Тбилисские стихотворцы со стопками подстрочников буквально выстраивались в очередь к нему. Всему виной – ранняя его известность, легенды о нём (да, они всегда сопровождали "фантазёра и мечтателя" с "окраин города Колпино", накопившего "много самых весёлых и грустных историй" и выдумывавшего "небылицы"). Ясно было: не только война открыла имя Межирова. Звук, добытый в ней, был подтверждён Грузией. Тем не менее за пиршественными столами он воздерживался от захлёбывающихся, восторженных тостов. В ответ на признание и тепло он, не падкий на словесный рахат-лукум, отряхнувший "прах грозы летучей" и оставшийся "жить на всякий случай", пощажённый войной, не опускался до дежурной лести. Таков уж был его характер. Уже в семидесятых Межиров признался: "Медлительно грузинское застолье, нетороплива тостов череда. И только он один, – свихнулся, что ли, – в их ритм не попадает никогда. И только он один, не совпадая с грузинским ритмом тостов, напролёт всю ночь, – безумец, голова седая, – за рюмкой рюмку превентивно пьёт".

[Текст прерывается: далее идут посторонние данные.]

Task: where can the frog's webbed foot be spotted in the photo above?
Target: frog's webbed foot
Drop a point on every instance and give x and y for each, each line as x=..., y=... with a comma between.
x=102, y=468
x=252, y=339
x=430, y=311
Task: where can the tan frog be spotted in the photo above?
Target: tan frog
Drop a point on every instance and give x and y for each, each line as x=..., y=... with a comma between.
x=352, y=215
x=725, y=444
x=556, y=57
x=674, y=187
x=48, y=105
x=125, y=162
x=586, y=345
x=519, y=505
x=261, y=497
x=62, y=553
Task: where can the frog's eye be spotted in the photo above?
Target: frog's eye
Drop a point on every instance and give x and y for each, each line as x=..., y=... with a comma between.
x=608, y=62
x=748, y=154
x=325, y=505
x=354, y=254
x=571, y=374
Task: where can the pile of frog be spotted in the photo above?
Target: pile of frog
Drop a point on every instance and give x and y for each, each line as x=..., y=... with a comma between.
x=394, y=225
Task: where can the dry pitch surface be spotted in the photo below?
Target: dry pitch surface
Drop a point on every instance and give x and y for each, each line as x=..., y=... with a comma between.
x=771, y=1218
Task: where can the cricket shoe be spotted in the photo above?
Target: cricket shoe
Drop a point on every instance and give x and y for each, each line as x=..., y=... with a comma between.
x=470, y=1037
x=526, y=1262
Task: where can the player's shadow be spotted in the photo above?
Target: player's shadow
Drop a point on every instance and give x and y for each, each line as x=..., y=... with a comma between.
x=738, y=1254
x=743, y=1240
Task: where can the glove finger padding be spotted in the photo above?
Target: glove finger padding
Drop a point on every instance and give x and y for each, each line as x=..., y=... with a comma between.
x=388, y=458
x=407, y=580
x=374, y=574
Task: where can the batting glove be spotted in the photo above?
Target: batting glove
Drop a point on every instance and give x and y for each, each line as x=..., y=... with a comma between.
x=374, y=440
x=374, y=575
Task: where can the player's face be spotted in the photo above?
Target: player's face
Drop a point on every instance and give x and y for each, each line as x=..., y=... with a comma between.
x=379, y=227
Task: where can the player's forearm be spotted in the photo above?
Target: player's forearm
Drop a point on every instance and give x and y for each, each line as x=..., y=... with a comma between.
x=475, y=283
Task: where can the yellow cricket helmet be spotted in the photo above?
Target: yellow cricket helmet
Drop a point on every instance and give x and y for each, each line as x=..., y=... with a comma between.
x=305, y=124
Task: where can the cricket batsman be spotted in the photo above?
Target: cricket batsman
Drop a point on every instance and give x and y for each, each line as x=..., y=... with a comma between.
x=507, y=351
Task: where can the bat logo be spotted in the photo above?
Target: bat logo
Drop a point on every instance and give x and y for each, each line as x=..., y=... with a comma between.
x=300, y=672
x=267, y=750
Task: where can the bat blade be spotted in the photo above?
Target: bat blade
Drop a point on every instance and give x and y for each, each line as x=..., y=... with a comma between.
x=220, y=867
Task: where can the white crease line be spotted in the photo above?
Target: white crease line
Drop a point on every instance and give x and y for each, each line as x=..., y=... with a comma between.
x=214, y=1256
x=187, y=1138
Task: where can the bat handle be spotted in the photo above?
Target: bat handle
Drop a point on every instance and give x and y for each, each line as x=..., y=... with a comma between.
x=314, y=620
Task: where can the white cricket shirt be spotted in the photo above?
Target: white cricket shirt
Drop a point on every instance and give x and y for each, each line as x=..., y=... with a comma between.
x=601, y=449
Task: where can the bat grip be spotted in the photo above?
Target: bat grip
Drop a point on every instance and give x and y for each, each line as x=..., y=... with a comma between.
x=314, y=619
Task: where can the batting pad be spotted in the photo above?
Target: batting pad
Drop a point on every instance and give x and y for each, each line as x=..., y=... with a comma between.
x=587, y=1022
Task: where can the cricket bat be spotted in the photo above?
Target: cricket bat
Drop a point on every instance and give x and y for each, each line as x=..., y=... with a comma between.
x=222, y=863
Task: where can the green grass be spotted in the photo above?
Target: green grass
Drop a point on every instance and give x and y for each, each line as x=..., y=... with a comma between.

Об этой особенности А. П. мне говорил талантливый и рано покинувший нас поэт Александр Цыбулевский: "Мы были с Сашей и с ещё несколькими поэтами в Рустави. Ну, к ночи приспело застолье – как же иначе. Дошла очередь до Саши провозглашать тост. А он – ни в какую: я, говорит свои мысли изложу в стихах, скоро их закончу…" Несколько раз мы собирались втроём за бутылкой доброго кахетинского: Межиров с Цыбулевским и я. А. П. любил Шуру, видел в нём родственную душу, прошедшую сквозь ад, боялся за него, как за самого себя. Однажды, когда мы попрощались с Шурой, он, глядя ему вослед, прочитал наизусть (о, такой памяти, как у Межирова, не найти) его строфу из "Маргариты": "Перед смертью утешить вас нечем, всё же прав был какой-то индус: снова в облике мы человечьем будем лихо закручивать ус…" И сказал мне угрюмо, что это, увы, самообман. Ничего не будет "снова". Ничего. И зашёлся в кашле из-за проглоченного табачного дыма. А что касается предчувствий Цыбулевского, то они его удручали. Читая межировские строчки: "И каменный путь грохотал под копытом, и билось вино в бурдюке недопитом", я отчего-то был уверен, что это – о нём, о Шуре, у которого всё осталось – "недо", "недо", "недо"

И всё-таки Межиров ошибался. Всё будет снова. И, словно бы споря с ним, я написал о Цыбулевском, поражённый его самой горькой строкой ("И странно слово вдруг: исход"): "…Ты любил в духане пить вино. Так зачем же засиделся в келье? Там погасли свечи. Там темно. Чем тебя прельстило подземелье? Этот факел не тебе несут. Надо поскорей перекреститься. Ты у фресок – там, где "Страшный суд", где Тамара всё ещё царица".

Услышав эти строчки, А. П. кивнул головой: "Помнить – святое дело".